Friendship is a vital thing. As social beings, we are meant to stay together in packs, and what helps keep us bonded with other beings, unlike our primates, is a like interest in different things. Things get a little tricky when that like interest turns out to be food. How many times do chats with your mates look kind of like this…?
“Hey! Free tonight? Let’s grab a bite!”
“This movie is going to be the bomb dot com – one large caramel popcorn, a soda and a candy bar, please! Wait, do you want anything?”
“This day has been a disaster, can’t wait for dinner, I’m raiding my fridge and the kitchens of my neighbors.”
“The buffet looks good, let’s load up the plates before they run out of all the good stuff!”
As we are social beings, it can be pretty easy for us to make friends with the right kind of people. With that being said, it’s surprising how tough it gets for us to be friends with the right kind of food.
For some of us, our relationship with food seems to be quite toxic. We expect chocolates and three-course dinners on a date, and when those dates go all to hell, we seek solace in more chocolates and more comfort food. Everything, from billboards to peers, and even social decorum points us in the direction of food. Any food. Food is probably the most lucrative industry in the world –it can sell cookies, sodas, chips and ice-creams to otherwise smart eaters simply by slapping on the word ‘diet’ in the prefix. We have found a way to make food social to the extent that it has become a hook-point for social occasions.
In a world of food envy, #foodporn, and food bloggers, we are stuck between a rock and a dinner table when it comes to making the right choices and portion control. So, how do we turn a toxic relationship around?
Treat food as you would fuel. Think of your body as your car. On days when you’ve parked it for hours, you don’t fill the tank to max because it’s unnecessary. Fuel is expensive stuff. You instead fill up on water, especially if the car is parked out in the sun. Coolant is priority in this country. But if you’re planning a road trip, you’d ready to shell out the extra cash and fill the tank up because you know you’ll need it. When you’re smart and frugal with your car, why not with your own body? The days you work out, allow yourself a little extra grub just to keep you going, and when you’re taking a day’s rest, give your complete body a rest –including your stomach.

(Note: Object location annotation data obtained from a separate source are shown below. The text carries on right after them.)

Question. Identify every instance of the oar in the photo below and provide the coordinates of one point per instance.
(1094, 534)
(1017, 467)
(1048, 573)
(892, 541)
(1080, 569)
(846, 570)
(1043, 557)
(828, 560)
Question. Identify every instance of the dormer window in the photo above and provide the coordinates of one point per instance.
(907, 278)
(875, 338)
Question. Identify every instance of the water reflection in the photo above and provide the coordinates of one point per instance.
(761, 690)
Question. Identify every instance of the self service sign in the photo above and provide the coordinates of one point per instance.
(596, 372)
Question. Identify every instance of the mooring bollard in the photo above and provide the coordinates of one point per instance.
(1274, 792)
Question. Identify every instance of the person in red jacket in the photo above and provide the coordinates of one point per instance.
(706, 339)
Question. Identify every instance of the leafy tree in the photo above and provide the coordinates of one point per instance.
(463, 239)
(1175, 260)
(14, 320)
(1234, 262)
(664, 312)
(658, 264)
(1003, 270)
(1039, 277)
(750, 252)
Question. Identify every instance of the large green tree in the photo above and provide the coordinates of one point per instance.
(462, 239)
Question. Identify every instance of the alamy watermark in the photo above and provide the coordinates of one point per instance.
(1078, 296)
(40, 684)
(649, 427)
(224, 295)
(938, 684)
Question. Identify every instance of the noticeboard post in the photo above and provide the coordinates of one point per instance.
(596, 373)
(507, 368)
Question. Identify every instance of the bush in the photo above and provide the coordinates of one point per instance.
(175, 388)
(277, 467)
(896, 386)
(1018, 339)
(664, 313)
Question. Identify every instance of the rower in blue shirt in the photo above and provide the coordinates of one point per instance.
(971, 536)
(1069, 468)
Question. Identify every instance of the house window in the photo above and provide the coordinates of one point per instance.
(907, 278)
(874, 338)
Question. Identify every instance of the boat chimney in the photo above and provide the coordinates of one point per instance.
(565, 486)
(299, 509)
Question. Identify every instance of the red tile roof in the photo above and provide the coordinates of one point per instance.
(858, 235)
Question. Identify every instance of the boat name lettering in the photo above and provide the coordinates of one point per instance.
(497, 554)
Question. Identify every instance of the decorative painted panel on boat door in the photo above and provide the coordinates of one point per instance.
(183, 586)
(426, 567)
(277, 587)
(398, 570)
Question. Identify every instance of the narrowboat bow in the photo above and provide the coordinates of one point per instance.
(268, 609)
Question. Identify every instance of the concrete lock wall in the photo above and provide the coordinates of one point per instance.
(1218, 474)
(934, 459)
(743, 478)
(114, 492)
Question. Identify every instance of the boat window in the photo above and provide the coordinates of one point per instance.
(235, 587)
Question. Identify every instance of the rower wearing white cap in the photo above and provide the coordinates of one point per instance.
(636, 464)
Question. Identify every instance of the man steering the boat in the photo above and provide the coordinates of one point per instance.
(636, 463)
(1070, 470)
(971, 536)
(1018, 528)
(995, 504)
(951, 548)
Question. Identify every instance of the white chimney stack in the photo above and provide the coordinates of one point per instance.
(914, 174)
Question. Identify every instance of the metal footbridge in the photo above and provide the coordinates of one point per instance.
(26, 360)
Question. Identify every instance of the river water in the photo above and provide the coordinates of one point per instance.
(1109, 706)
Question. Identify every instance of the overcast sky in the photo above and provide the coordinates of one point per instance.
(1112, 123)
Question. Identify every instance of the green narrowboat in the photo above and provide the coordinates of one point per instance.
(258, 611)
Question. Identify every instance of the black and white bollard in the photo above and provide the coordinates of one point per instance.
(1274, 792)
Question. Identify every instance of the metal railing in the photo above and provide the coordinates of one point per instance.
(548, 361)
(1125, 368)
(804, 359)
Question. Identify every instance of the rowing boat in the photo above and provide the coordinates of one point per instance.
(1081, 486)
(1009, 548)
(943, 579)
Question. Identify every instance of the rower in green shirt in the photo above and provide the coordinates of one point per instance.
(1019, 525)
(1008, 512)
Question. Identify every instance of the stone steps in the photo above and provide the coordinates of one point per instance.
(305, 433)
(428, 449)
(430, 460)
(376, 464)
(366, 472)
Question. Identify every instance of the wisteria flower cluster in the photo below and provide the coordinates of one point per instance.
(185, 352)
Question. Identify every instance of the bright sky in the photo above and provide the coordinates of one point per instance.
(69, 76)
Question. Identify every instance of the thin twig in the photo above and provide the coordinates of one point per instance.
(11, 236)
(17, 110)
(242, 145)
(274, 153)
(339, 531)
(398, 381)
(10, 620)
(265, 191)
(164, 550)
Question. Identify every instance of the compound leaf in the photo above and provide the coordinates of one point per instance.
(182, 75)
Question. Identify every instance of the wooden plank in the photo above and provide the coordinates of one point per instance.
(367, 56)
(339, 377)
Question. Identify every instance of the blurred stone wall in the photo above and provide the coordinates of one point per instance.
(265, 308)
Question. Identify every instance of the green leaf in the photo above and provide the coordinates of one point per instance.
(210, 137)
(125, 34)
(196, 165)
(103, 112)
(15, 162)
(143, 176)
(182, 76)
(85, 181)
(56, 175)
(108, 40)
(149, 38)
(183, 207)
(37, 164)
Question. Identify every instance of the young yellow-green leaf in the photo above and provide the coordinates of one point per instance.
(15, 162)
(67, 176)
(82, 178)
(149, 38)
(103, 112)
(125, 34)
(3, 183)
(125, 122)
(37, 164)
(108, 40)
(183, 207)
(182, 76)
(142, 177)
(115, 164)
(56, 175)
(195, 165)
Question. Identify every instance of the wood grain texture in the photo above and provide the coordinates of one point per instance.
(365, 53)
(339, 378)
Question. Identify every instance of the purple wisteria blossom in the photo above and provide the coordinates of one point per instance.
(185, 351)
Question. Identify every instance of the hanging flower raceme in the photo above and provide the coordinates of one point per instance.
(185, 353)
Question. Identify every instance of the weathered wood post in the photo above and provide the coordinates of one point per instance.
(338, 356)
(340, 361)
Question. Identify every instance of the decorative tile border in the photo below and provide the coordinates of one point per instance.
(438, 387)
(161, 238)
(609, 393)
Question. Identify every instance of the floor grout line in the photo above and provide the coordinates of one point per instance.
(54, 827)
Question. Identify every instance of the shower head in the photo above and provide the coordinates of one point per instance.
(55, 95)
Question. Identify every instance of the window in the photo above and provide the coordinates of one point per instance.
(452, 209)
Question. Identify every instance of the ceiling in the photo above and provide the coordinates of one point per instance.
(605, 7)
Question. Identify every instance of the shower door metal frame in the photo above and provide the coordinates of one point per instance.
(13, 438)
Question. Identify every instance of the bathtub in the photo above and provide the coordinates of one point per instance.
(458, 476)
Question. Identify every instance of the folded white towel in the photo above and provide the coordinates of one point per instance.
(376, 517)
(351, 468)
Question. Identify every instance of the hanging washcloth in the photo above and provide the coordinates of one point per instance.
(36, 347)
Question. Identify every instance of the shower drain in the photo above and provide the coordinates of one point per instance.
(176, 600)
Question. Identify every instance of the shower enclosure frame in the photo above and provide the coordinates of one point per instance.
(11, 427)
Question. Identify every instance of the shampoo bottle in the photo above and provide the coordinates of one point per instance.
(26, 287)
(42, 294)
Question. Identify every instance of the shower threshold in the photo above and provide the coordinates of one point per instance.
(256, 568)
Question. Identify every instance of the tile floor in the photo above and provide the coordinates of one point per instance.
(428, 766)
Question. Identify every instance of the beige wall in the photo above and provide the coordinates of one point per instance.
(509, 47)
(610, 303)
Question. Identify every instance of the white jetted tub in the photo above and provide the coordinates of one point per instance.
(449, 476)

Food is a human necessity, but there’s a big difference between eating to live and living to eat. Calorie-counting is a great way to know exactly what you’re putting into your body, and why. Apps like My Fitness Pal, Noom and Google Fit can help you understand how to get your portions right for the amount of activity you’re looking to do in the day. Here’s a tip –do a thing for at least 20 days, and before you know it, it becomes a habit. Plough through with your calorie-counting and you’ll not only understand how your diets have been, but also gauge how to make them better. Craving something? No sweat – wait 20 minutes before you reach for your candy bar. It takes about 20 minutes for our brain to process what we need to eat, and what we don’t, and cravings tend to subside in that time. Drinking at least 40ml of water per kg of your weight is another way to feel full longer. And toss the ‘diet’ foods – smart choices are the name of the game. If you ever feel like you’re missing out, just substitute. Go dark with your chocolate, go for green tea instead of black tea with milk, and switch out cheeses and butter for peanut and hazelnut butters in your sandwich.
It’s time to toss a toxic relationship with food, and rekindle a new friendship with the ideal choices for your body. Realize your needs, and only eat just as much as you need. You’ll be surprised at how many new things you have time to try doing when you’re not going to restaurants for dinner, cafés for brunch and raiding the fridge on movie night. Let’s not eat for comfort or entertainment, there are warm blankets, friends and movies for that.